Department of Mechanical Engineering, The University of Tokyo, Tokyo, 113-8656, Japan.
Institute for Frontier Life & Medical Sciences, Kyoto University, Kyoto, 606-8507, Japan.
Sci Rep. 2018 Sep 12;8(1):13684. doi: 10.1038/s41598-018-31975-5.

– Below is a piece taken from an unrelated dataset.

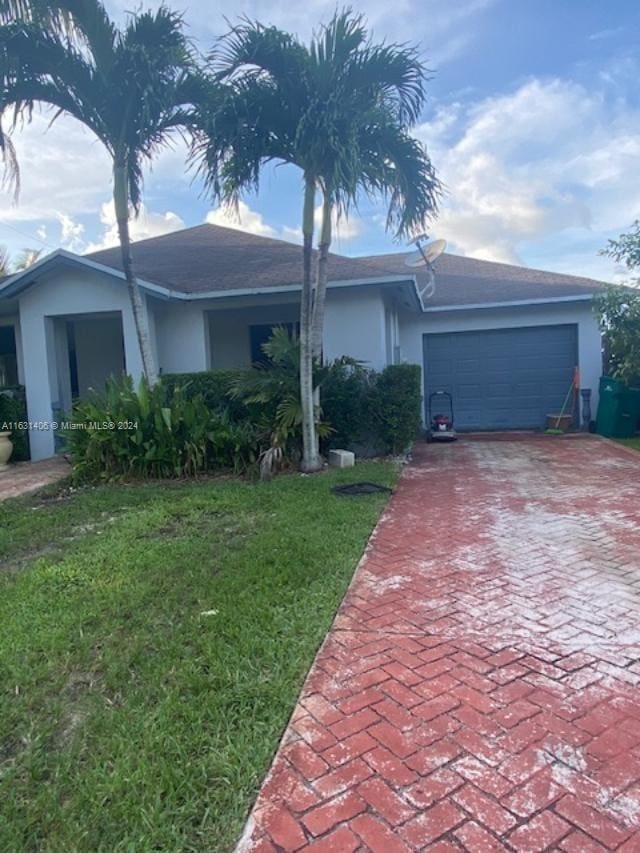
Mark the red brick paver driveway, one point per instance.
(479, 689)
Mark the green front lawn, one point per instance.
(153, 640)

Chromatin folding shows spatio-temporal fluctuations in living undifferentiated cells, but fixed spatial heterogeneity in differentiated cells. However, little is known about variation in folding stability along the chromatin fibres during differentiation. In addition, effective methods to investigate folding stability at the single cell level are lacking. In the present study, we developed a microfluidic device that enables non-destructive isolation of chromosomes from single mammalian cells as well as real-time microscopic monitoring of the partial unfolding and stretching of individual chromosomes with increasing salt concentrations under a gentle flow. Using this device, we compared the folding stability of chromosomes between non-differentiated and differentiated cells and found that the salt concentration which induces the chromosome unfolding was lower (≤500 mM NaCl) for chromosomes derived from undifferentiated cells, suggesting that the chromatin folding stability of these cells is lower than that of differentiated cells. In addition, individual unfolded chromosomes, i.e., chromatin fibres, were stretched to 150-800 µm non-destructively under 750 mM NaCl and showed distributions of highly/less folded regions along the fibres. Thus, our technique can provide insights into the aspects of chromatin folding that influence the epigenetic control of cell differentiation.
染色质折叠在未分化的活细胞中表现出时空波动,但在分化的细胞中呈现固定的空间异质性。然而,关于分化过程中沿着染色质纤维折叠稳定性的变化知之甚少。此外,缺乏在单细胞水平上研究折叠稳定性的有效方法。在本研究中,我们开发了一种微流控装置,该装置能够从单个哺乳动物细胞中非破坏性地分离染色体,并在温和的流动下实时监测随着盐浓度增加,单个染色体的部分展开和拉伸。使用该装置,我们比较了未分化和分化细胞中染色体的折叠稳定性,发现诱导染色体展开的盐浓度较低(≤500mM NaCl),来自未分化细胞的染色体,表明这些细胞的染色质折叠稳定性低于分化细胞。此外,在 750mM NaCl 下,单个展开的染色体(即染色质纤维)可无损地拉伸至 150-800µm,并显示出纤维上高度/较少折叠区域的分布。因此,我们的技术可以深入了解影响细胞分化的表观遗传控制的染色质折叠方面。